A la veille de la venue en Corse, de Marilyse Lebranchu, ministre de la réforme de l’Etat, de la décentralisation et de la fonction publique, en Corse, Jean-Pierre Dubois, président d’honneur, et André Paccou, membre du Comité central de la Ligue des Droits de l’Homme communiquent :



"En Corse comme ailleurs, en France comme ailleurs, en Europe comme ailleurs, les transformations du monde recomposent les territoires, travaillent les identités historiques et multiplient les appartenances. Notre époque est celle d’un New Deal territorial, d’une diversification des « communautés imaginées » : l’Etat-Nation ne peut plus imposer aux citoyens une conception exclusive et absolue de la souveraineté.

Nous, militants des droits de l’Homme, ne voulons ni de l’uniformité qui détruit les identités, ni de l’enfermement dans la concurrence des replis identitaires. Nous voulons une articulation territoriale de citoyennetés non exclusives, par la construction de « communautés de destin » à chaque échelon de démocratie vivante, du local au planétaire. Nous ne voulons pas la concurrence des territoires mais leur solidarité ; nous ne voulons pas le repli mais la mutualisation. Mais nous savons que ni la solidarité ni la mutualisation ne sont possibles sans la reconnaissance pleine et entière des réalités humaines, politiques et culturelles.

Cette reconnaissance, si longtemps différée, a été tentée il y a 23 ans mais entravée à l’époque par le poids du passé dans les esprits et dans les jurisprudences. Aujourd’hui, il est temps pour la République d’en tirer les enseignements, de regarder le présent et l’avenir en face. C’est pourquoi nous soutenons l’inscription de la Corse dans la Constitution. Non par aventurisme mais pour faire vivre la République dans une meilleure reconnaissance de sa diversité, et pour donner toutes ses chances au laboratoire démocratique passionnant qu’est la Corse d’aujourd’hui.
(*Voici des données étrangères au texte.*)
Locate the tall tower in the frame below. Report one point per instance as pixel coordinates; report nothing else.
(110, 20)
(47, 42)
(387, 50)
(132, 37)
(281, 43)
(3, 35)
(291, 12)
Face à ces défis, faire le choix d’une politique des petits pas, le réglementaire, puis le législatif, enfin le constitutionnel, serait donner le sentiment de  vouloir gagner du temps et noyer le poisson. Ce serait entretenir la confusion sur l’objectif visé, et donc les malentendus,  là où il est essentiel de dire précisément l’enjeu politique du débat qui s’engage.

Il faut poser les questions de fond. Le cadre constitutionnel posé sans ambiguïté, rappelle le caractère d’unicité de la République. Mais l’unicité ne se confond pas avec l’uniformité. L’égalité n’est pas le traitement à l’identique de toutes les situations ; elle signifie un même traitement quant la situation est la même, et un traitement différent quand celle-ci est différente. La Corse est différente.

Partir du cadre actuel, de la vieille confusion entre unicité et uniformité, espérer lui donner un autre sens par petites touches, pour aborder en fin de parcours, si nécessaire, la question constitutionnelle, ce serait ignorer la nécessité d’une rupture avec la logique mortifère de l’uniformité. L’échec serait alors, à l’évidence, au bout de la route.

Poser comme fondation du débat à venir, la reconnaissance constitutionnelle de la différence corse, poser un socle qui permettra de débattre des conditions de l’égalité » réelle, ce sera au contraire affirmer une nouvelle ambition démocratique pour la Corse et la République. Ce sera faire le choix de l’avenir partagé."